研究所的兩年,我也修了一些現代文學相關的課程,但是從來,從來沒有聽到任何人在討論現代散文,彷彿這個最龐大的文類,是自然而然如此,從來沒有任何人覺得需要去討論的。我常開玩笑地說,怎麼都沒有機會讓我炫燿自己的專業呢?
後來范老師到了政大,我在她課堂上最後一堂課報告女性散文。這時候我已經準備要撰寫碩士論文了,儘量提出一些我對散文的觀察與想法,這當中也有和老師與其他同學產生討論與爭辯的部分。課堂接近結束,老師公開對我說:你慢慢已經有一套自己評鑑散文的標準和方法了,可能有點模糊,只要你試著找出來,那就是屬於你的了。
當然很開心得到鼓勵,但是這一步要跨出去,真的不容易。
這幾天開始想著博士班入學考試的研究計畫要寫什麼,先前我把一些想法和陳大為老師討論,但是並不被認可。事實上,我並沒有因為不被老師認可就想放棄原本的研究,只是我提出的想法原本也就不覺得是可以在博士班階段完成的。但是這三年來,老師不斷告訴我,希望我博班能夠轉換小說或新詩其他的文類,不要再研究散文了。
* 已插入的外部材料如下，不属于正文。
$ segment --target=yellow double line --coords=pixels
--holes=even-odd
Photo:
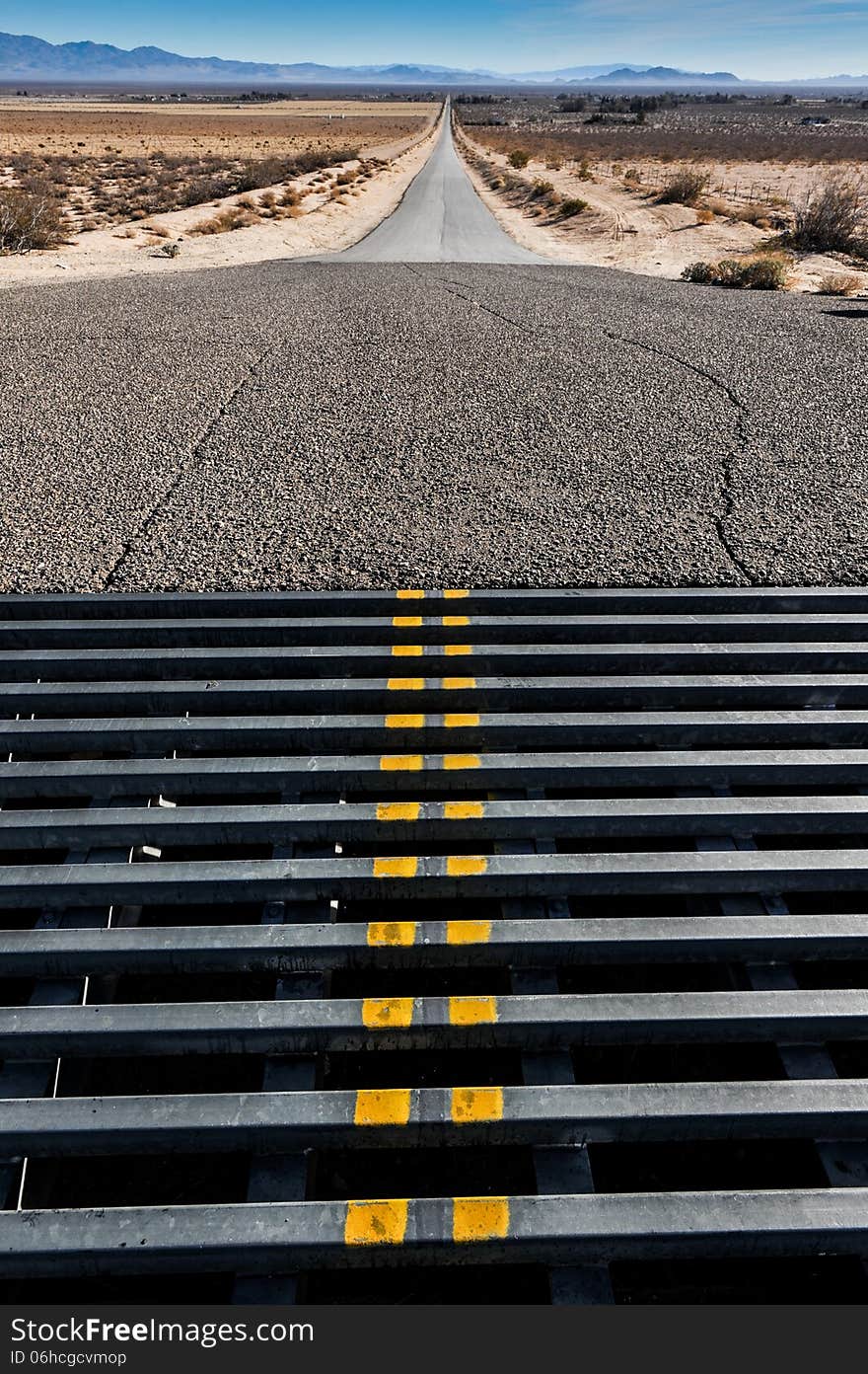
[[[358,1127],[409,1125],[412,1088],[360,1088],[353,1123]],[[503,1088],[450,1088],[449,1118],[456,1125],[503,1121]]]
[[[508,1198],[452,1198],[452,1239],[456,1245],[501,1241],[510,1232]],[[402,1245],[409,1198],[346,1204],[346,1245]]]

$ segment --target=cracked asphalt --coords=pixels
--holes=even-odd
[[[332,258],[0,294],[4,591],[868,580],[868,305]]]

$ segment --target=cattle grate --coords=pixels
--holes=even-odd
[[[7,1301],[865,1301],[867,591],[0,649]]]

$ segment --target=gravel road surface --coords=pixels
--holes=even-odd
[[[600,268],[7,290],[1,585],[864,583],[867,363],[864,302]]]

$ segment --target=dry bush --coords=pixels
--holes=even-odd
[[[0,253],[30,253],[63,243],[63,212],[48,188],[0,188]]]
[[[724,258],[721,262],[691,262],[681,272],[683,282],[703,286],[725,286],[731,291],[784,291],[790,275],[790,261],[780,254]]]
[[[827,272],[825,276],[820,278],[817,290],[820,295],[856,295],[861,287],[863,283],[857,276],[846,272]]]
[[[740,224],[753,224],[755,229],[772,228],[768,205],[743,205],[732,210],[731,217]]]
[[[260,216],[239,205],[228,205],[225,210],[210,220],[201,220],[194,224],[191,234],[228,234],[232,229],[246,229],[251,224],[258,224]]]
[[[863,181],[830,177],[801,205],[788,242],[809,253],[868,256],[868,191]]]
[[[685,168],[676,172],[670,181],[656,196],[658,205],[696,205],[696,201],[709,184],[707,172],[692,172]]]
[[[717,282],[717,262],[688,262],[681,272],[681,280],[711,286],[713,282]]]

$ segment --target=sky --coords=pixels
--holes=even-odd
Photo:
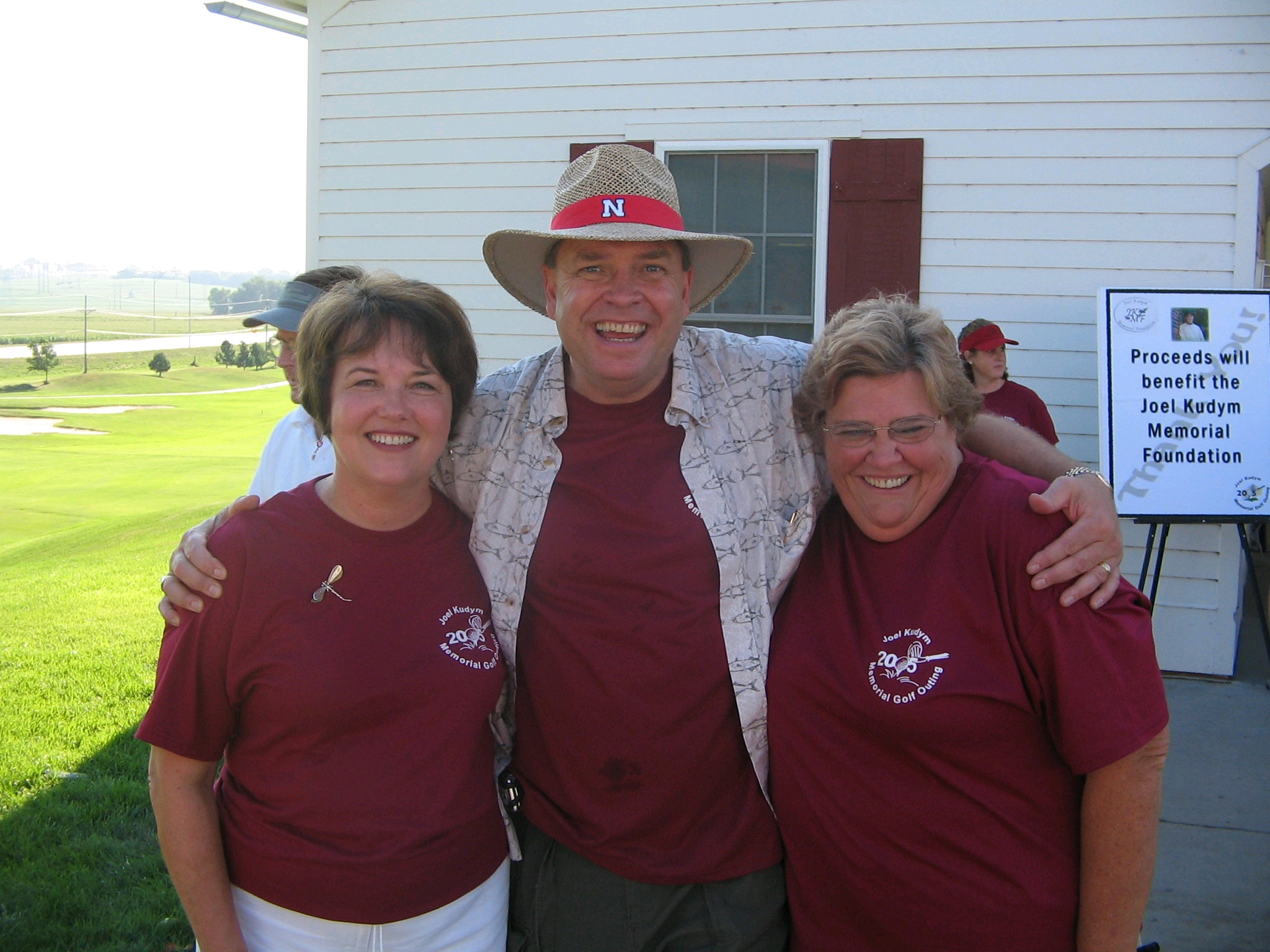
[[[4,8],[0,268],[304,270],[304,38],[201,0]]]

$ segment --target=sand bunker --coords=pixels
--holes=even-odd
[[[0,416],[0,437],[34,437],[46,433],[70,433],[81,437],[104,437],[105,430],[81,430],[58,426],[61,420],[48,416]]]
[[[145,406],[42,406],[51,414],[126,414],[128,410],[171,410],[164,404],[146,404]]]

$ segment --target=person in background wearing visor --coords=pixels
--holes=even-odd
[[[1058,434],[1045,401],[1035,390],[1010,380],[1006,344],[1017,347],[1019,341],[1007,340],[1001,327],[979,317],[961,329],[956,344],[965,376],[983,396],[983,409],[1040,434],[1050,446],[1058,446]]]
[[[260,453],[260,463],[251,477],[248,495],[265,501],[278,493],[295,489],[301,482],[325,476],[335,468],[335,453],[330,440],[324,440],[318,433],[314,419],[300,406],[300,377],[296,374],[296,353],[293,345],[300,331],[300,319],[305,310],[342,281],[357,281],[362,269],[352,264],[337,264],[329,268],[316,268],[296,275],[282,289],[278,303],[260,314],[243,319],[244,327],[259,327],[271,324],[277,329],[273,335],[278,341],[278,367],[287,374],[291,385],[291,402],[296,409],[278,420],[269,434],[269,440]]]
於是我寫了一封信請教鍾怡雯老師,向她告知我現在的狀況,以及我設想好的幾個方向或議題。鍾怡雯老師對散文有更專業的認識,我想或許她能夠給予我比較具體的建議吧?只是,老師會信也認為現在這狀況,要繼續從事散文的研究有困難。要我再想想,有沒有可能研究其他的文類。
「我對現代文學的興趣僅止於此了」我是這樣回覆的。
其實,從大學到研究所,為了現代散文我不得不割裂過去四年對古典文哲的經營,現在如果又要棄守現代散文,勢必要再作一次割裂。
有點可悲,面當初這麼一往情深的文類,既無法研究,也無法創作。但是我想實情應該不是如此的,現代散文因為沒有人肯好好投注其中,別說是有許多問題都沒有被解決,甚至有很多問題是根本都沒有被思考過的。
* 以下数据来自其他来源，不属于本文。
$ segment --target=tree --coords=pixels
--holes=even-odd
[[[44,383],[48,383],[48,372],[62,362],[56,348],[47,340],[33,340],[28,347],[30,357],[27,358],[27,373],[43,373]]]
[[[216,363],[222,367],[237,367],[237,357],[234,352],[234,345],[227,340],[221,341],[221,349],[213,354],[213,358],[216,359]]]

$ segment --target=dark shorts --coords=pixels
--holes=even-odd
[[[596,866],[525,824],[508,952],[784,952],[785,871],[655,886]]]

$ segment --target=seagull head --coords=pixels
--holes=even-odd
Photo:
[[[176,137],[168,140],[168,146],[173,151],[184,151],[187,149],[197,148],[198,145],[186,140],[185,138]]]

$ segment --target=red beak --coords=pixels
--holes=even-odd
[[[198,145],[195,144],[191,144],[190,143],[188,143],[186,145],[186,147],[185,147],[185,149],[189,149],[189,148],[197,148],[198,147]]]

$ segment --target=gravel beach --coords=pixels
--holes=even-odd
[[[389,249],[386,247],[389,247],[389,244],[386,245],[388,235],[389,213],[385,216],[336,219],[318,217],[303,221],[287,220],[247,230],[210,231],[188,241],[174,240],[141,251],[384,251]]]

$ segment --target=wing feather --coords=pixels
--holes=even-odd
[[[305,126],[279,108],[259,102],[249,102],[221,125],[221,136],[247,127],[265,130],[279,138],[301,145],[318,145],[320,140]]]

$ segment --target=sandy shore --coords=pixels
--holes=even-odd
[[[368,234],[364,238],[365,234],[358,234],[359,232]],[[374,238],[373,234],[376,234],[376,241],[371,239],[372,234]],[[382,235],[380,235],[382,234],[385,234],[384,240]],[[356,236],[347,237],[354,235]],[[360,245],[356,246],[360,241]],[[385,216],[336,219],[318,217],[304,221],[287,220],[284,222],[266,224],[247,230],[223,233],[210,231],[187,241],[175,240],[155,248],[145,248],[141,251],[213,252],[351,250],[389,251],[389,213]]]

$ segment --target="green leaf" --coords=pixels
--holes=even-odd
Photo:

我又想到黃真伊了,故事裏行首白舞在臨死之前,留下了一本空白的舞譜,希望黃真伊有一天能夠完成這本舞譜,跳出頂尖之舞。因為白舞明白,自己已經沒有辦法給予黃真伊什麼指導了,這孩子的舞,已經反過來超越了師傅,甚至指正師傅苦心經營三十年的鶴舞是錯誤的。
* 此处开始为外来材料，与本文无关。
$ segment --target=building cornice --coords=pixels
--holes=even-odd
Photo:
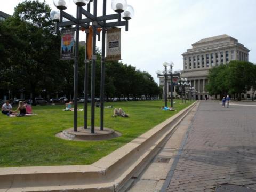
[[[219,46],[217,47],[214,47],[214,48],[209,48],[209,49],[203,49],[203,50],[199,50],[199,51],[191,51],[191,52],[187,52],[183,53],[181,55],[182,56],[185,55],[193,55],[193,54],[196,54],[198,53],[205,53],[205,52],[211,52],[211,51],[219,51],[219,50],[225,50],[227,49],[230,49],[230,48],[233,48],[233,47],[239,47],[240,49],[242,49],[247,52],[250,52],[250,50],[248,49],[246,47],[245,47],[242,44],[240,43],[237,43],[237,44],[233,44],[233,45],[226,45],[226,46]],[[193,49],[191,49],[191,50],[193,50]]]

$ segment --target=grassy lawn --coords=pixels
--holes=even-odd
[[[33,107],[37,115],[10,117],[0,115],[0,167],[90,164],[131,141],[188,106],[174,105],[176,111],[160,109],[163,101],[106,103],[113,108],[105,109],[105,127],[122,133],[120,137],[100,141],[73,141],[55,134],[73,127],[73,112],[63,111],[65,106]],[[89,107],[89,122],[90,109]],[[114,108],[121,107],[129,118],[113,118]],[[83,104],[78,108],[83,108]],[[15,109],[16,108],[14,108]],[[83,126],[83,111],[78,111],[78,125]],[[100,108],[95,108],[95,124],[99,126]]]

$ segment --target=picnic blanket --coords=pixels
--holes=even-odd
[[[37,115],[37,114],[26,114],[25,115],[25,116],[30,116],[30,115]],[[17,117],[16,115],[12,115],[12,114],[10,114],[9,115],[8,115],[9,117]]]

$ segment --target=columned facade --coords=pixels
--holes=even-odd
[[[209,95],[205,89],[210,69],[233,60],[248,61],[250,50],[227,35],[201,39],[183,53],[181,78],[187,78],[196,91],[197,99],[219,99]]]

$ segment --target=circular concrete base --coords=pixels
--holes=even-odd
[[[74,128],[69,128],[56,134],[56,137],[63,139],[74,141],[99,141],[110,139],[121,135],[121,133],[112,129],[104,128],[101,131],[100,127],[94,127],[94,133],[91,133],[91,127],[77,128],[77,131],[74,131]]]

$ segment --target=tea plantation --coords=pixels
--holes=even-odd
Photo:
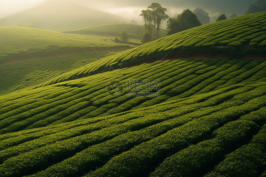
[[[265,25],[260,12],[68,56],[41,81],[5,73],[19,83],[0,92],[0,176],[265,176],[266,60],[234,58],[265,54]],[[200,51],[228,58],[178,59]]]
[[[130,66],[143,61],[152,62],[165,57],[188,58],[199,53],[210,57],[222,54],[231,59],[245,58],[247,54],[265,56],[265,17],[266,12],[263,12],[201,25],[66,72],[47,82],[46,84]]]

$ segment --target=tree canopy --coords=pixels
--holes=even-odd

也許沒有一個行首白舞會在散文研究上給予我苦心的指教,我也沒有黃真伊那樣天才。但是眼前面對研究方向的未定,面對散文研究的可持續性的質疑,我彷彿也看到了一本空白的舞譜。
是因為什麼都沒有,所以空白;還是因為空白,所以什麼都可能?
不知道會不會有一天,我也能夠在散文研究的領域上一展抱負,填補那本人人都不看好空白的舞譜,並且跳出最頂尖的舞。